One real world use case of stablecoins is in moving money across borders. If you can exchange your stablecoin for USD reliably in country A and country B, or if you can use your stablecoin to buy things in both country A and B, then you can imagine using blockchain to send money internationally. This could be important in scenarios where this method is cheaper than all alternatives, or if there are unjust government controls that prevent you from moving money out of the country, which you would like to avoid.

This doesn’t look so stable until you look at the scale on the vertical axis!
Case study: Stablecoins as store of wealth in Nigeria
Another reason to use stablecoins is as a stable store of value. In some countries the currency devalues a lot, and at times governments can prevent individuals from exchanging the local currency for foreign currencies due to foreign reserve shortages. This can lead to people storing their money in stablecoins.
Further questions
I would like to see more research into real world adoption of stablecoins (and crypto projects in general!). This research should answer the following questions:
- How many people are using it, how are they using it?
- How were they solving the same problem before?
- Is the crypto solution really better? (be sceptical but optimistic here)
- What are the risks that users are exposed to?
Another major question that is brought up: Should money be regulated?

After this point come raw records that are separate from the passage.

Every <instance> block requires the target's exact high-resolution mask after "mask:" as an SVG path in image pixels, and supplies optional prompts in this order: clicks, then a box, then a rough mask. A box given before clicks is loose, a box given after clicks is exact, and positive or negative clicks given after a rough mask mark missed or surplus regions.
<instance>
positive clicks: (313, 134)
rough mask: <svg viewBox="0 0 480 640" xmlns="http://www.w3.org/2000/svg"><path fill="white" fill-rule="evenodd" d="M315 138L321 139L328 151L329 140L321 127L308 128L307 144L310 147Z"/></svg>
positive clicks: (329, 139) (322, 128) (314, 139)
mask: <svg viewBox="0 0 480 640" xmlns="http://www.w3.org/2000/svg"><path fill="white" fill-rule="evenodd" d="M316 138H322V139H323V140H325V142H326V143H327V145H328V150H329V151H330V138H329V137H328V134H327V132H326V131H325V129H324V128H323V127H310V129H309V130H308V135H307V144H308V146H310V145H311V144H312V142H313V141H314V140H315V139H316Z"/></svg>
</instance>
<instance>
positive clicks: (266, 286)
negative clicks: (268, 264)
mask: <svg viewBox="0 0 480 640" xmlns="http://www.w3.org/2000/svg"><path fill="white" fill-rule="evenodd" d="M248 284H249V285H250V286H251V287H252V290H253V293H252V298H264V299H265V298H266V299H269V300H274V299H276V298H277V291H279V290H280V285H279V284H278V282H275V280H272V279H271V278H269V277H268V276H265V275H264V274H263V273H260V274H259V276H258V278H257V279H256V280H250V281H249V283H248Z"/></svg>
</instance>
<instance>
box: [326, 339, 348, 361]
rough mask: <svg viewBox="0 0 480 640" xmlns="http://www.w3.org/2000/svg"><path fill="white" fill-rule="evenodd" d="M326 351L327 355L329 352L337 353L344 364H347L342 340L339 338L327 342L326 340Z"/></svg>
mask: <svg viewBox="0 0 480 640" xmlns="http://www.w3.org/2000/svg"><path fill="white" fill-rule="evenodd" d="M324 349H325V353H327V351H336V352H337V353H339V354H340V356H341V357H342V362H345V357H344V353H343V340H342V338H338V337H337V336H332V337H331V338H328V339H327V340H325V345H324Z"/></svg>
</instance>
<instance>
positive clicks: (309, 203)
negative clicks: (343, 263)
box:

Crypto and stablecoins work around government policies. But when are the policies actually sensible and does crypto respect that? Can it only serve to defeat the unjust policies, without also creating general lawlessness? These seem like questions that an crypto technologist should have clear and careful thinking about.
Addendum:
A valuable objection is why one needs stablecoins instead of a service like Wise or Remitly, for the purpose of moving money across borders, if we are relying on a private company in either case.
It might be that crypto is accessible across more geographies. Depending on implementation, it might also have a chance of charging less fees.